Rep: Desy Susilawati/ Red: Indira Rezkisari
Tawuran pelajar
Foto: Rakhmawaty La'lang/Republika
Tawuran pelajar

REPUBLIKA.CO.ID, Kasus kekerasan yang dilakukan oleh remaja makin banyak terjadi. Kenapa anak bisa berperilaku anarkis seperti itu?

Psikolog yang juga Dosen pada Fakultas Ilmu Pendidikan Universitas Negeri Jakarta (UNJ), Evita, mengatakan untuk menghindari agar anak tidak memiliki perilaku yang anarkis, orang tua perlu mengajarkan dan mengembangkan sisi sosial emosional anak.

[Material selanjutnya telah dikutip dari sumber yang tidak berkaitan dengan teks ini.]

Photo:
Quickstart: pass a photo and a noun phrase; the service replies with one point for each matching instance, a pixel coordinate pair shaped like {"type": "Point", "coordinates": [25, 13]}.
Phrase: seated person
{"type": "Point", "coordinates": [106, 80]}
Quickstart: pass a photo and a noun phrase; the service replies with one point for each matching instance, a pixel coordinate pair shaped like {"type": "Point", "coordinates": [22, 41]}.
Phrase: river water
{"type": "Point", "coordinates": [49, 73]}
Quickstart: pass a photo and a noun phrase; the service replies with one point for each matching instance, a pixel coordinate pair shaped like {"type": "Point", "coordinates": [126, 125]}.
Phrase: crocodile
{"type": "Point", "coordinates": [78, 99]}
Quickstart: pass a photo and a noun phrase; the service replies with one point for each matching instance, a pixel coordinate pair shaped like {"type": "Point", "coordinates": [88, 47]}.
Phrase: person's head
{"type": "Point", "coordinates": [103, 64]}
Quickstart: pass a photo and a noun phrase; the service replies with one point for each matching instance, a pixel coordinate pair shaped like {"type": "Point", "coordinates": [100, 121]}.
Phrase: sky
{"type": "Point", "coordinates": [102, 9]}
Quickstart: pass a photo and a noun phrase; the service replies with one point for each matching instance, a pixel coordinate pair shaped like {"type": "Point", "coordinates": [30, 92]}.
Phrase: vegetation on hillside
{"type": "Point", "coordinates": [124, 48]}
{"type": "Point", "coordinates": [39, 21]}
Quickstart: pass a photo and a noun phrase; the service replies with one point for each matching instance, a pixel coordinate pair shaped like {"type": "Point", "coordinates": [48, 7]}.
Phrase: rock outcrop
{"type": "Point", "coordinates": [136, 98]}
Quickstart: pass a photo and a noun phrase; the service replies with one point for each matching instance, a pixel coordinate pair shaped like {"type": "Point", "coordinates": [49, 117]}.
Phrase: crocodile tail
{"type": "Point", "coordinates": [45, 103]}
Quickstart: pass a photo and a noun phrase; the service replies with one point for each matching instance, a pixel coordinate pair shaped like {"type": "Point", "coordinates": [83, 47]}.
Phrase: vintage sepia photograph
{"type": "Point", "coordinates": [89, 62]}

Sayangnya, banyak orang tua yang lebih mementingkan urusan pribadi dibanding urusan anaknya. Sehingga anak menjadi terabaikan.

Mereka mengganggap urusan anak adalah urusan belakangan dan mereka juga menyerahkan pendidikan anak pada guru di sekolah. “Kalau urusan anak ditunda-tunda, anak jadi mendapatkan pembenaran dari apa yang ia lakukan, walaupun itu salah. Sebab tidak ada koreksi dari orang tua,” jelasnya.

Apalagi anak usia remaja. Saat ini sisi emosional anak meningkat tinggi. Ini akibat adanya perubahan dalam diri mereka. Mereka memiliki jiwa yang tidak stabil. Karena itu, menurutnya, orang tua penting berada disamping anak saat anak usia remaja sekitar 12 sampai 18 tahun  dan menuju dewasa, tak hanya saat SD.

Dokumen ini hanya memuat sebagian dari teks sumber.